The Political Economy of Energy Transition in Africa: The Case of Ghana and South Africa

The Political Economy of Energy Transition in Africa: The Case of Ghana and South Africa


Chigozie Nweke-Eze

Growing demand for fossil fuels and increasing greenhouse gas emission pose the greatest challenge for sustainable development globally. How to carter for country’s energy needs without undermining or compromising economic and environmental endeavors, remains a critical issue. Moreover, it is unlikely that countries would sacrifice meeting their socio-economic development goals in pursuit of climate mitigation goals. Therefore, in the developing world, the political economy of renewable energy transformations poses some important and difficult questions of research concern. Although developing countries are expected to take lead in terms of policy commitments to new technology research, innovation, investments and implementation activities, the critical role of regulatory mechanisms, policies, and institutions have been emphasized. In addition, for the policies to be effective, they have to be localized especially in the African context. Here, country-specific governance and political economy considerations take a leading role.

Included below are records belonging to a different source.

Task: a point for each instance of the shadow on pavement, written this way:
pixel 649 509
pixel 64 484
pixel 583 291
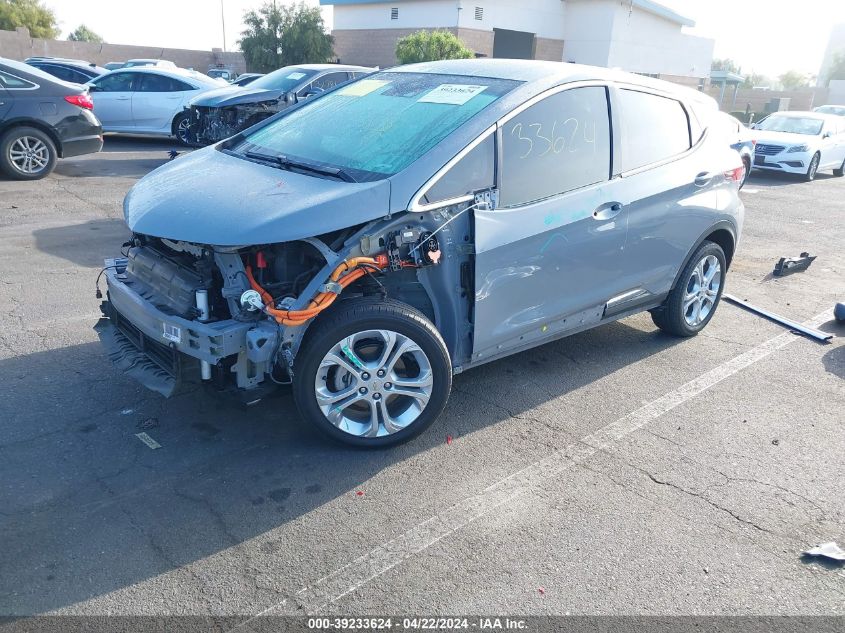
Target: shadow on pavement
pixel 86 508
pixel 83 244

African countries have been facing perennial power scarcity over the years. There is bound to be additional strains on the countries’ power sector due to rising energy demand fuelled by increase in population growth, rapid urbanisation and economic growth. The abundance of renewable energy (RE) resources in Africa provides an opportunity for providing clean energy access to people, while curbing energy related emissions. In 2015, 41 of the continent's 54 countries in Africa have introduced one or more renewable energy targets. This is a significant improvement as until 2005, neither policies nor targets existed for giving importance to non-conventional renewable energy development and deployment at that magnitude. To date, about 13 ECOWAS member states have now set RE targets ranging from 5−35% of national energy generation to be achieved by 2020–2030. Despite the design and implementation of attractive policies for facilitating renewable energy development and transition in these African countries, deployment of non-conventional renewable energy has slowed due to the lack of the right mix of policies to address unique domestic challenges. The case of Ghana and South Africa presents two of the best examples of this paradox in Africa.

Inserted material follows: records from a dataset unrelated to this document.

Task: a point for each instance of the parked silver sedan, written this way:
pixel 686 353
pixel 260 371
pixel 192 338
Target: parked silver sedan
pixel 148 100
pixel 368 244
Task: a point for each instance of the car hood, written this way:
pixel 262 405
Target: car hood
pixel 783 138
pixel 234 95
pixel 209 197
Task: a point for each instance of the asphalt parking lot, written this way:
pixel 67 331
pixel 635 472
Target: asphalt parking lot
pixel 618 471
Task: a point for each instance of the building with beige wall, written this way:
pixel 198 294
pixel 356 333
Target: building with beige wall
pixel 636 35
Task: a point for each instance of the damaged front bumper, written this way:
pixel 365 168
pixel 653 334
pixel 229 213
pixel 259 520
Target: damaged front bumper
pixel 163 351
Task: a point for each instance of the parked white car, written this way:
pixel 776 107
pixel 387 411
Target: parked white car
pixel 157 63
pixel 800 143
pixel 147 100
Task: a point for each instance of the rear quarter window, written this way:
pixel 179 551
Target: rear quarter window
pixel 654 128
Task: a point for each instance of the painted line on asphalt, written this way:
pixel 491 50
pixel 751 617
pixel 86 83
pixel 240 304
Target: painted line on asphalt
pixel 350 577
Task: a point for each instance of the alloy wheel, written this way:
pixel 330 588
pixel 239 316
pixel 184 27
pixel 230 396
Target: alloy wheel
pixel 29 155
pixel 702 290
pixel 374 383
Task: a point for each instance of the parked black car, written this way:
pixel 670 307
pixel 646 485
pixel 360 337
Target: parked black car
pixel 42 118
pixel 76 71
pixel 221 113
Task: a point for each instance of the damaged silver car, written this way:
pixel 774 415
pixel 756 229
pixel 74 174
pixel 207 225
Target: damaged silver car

Ghana, like several other African countries, does not have sufficient domestic refining capacity for petroleum and therefore depends entirely on foreign sources for its majority of energy needs. As a result, it has suffered perennial power rationing over the years. The way forward is to exploit the abundant renewable energy resources in the country for sustainable electrification—as backbone for socio-economic development. Ghana enacted the Renewable Energy Act in 2011 to provide for the development, management, utilization, and adequate supply of renewable energy for generation of heat and power and for related matters. It aims to increase the share of sustainable electricity in the national generation mix to 10% by 2020. Ghana is one of the leading countries with substantial RE regulatory and fiscal policies on the African continent. The right mix of policies, which can address unique domestic challenges to help achieve its specific development goals, however remains insufficient. For instance, notwithstanding the substantial RE policies supporting developments in the electricity sub sector, deployment of non-conventional RE has slowed especially for grid-tied electricity where the share is less than 1% .

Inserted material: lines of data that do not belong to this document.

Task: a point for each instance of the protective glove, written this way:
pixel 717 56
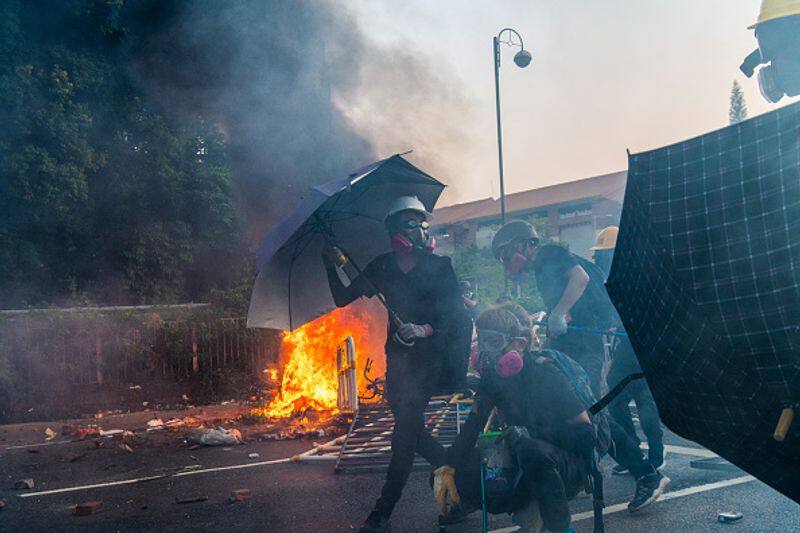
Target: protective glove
pixel 513 436
pixel 333 256
pixel 556 324
pixel 444 487
pixel 407 334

In terms of South Africa, its economy is structurally dependent upon energy intensive growth, driven by mining and minerals beneficiation and reliance on abundant sources of low-cost coal for 96 per cent of its electricity. Its electricity utility Eskom is the country’s and Africa’s largest greenhouse gas emitter. In recognition of this unsustainability and to encourage RE transition, the country introduced a 2c/kWh levy on electricity generated from non-renewable sources in 2009. Furthermore, South Africa’s energy sector is also characterized by its unique social, political and economic legacy of apartheid which continues to impact the contemporary politics of the country’s energy transition in profound ways. Before the end of apartheid in 1993 only 36 per cent of the population was connected to the electric grid, with inequality of access defined by race. While Eskom’s unprecedented expansion programme between 1994 and 2000 saw 2.4 million houses connected to the grid, one third of the country’s population is still without access to electricity, particularly in rural areas . Millions of low-income houses do not have enough regular income to buy electricity, even if they are grid connected and account for no more than 5 per cent of national electricity consumption.

Chigozie Nweke-Eze is a PhD scholar at the Institute of Geography, University of Germany, Bonn.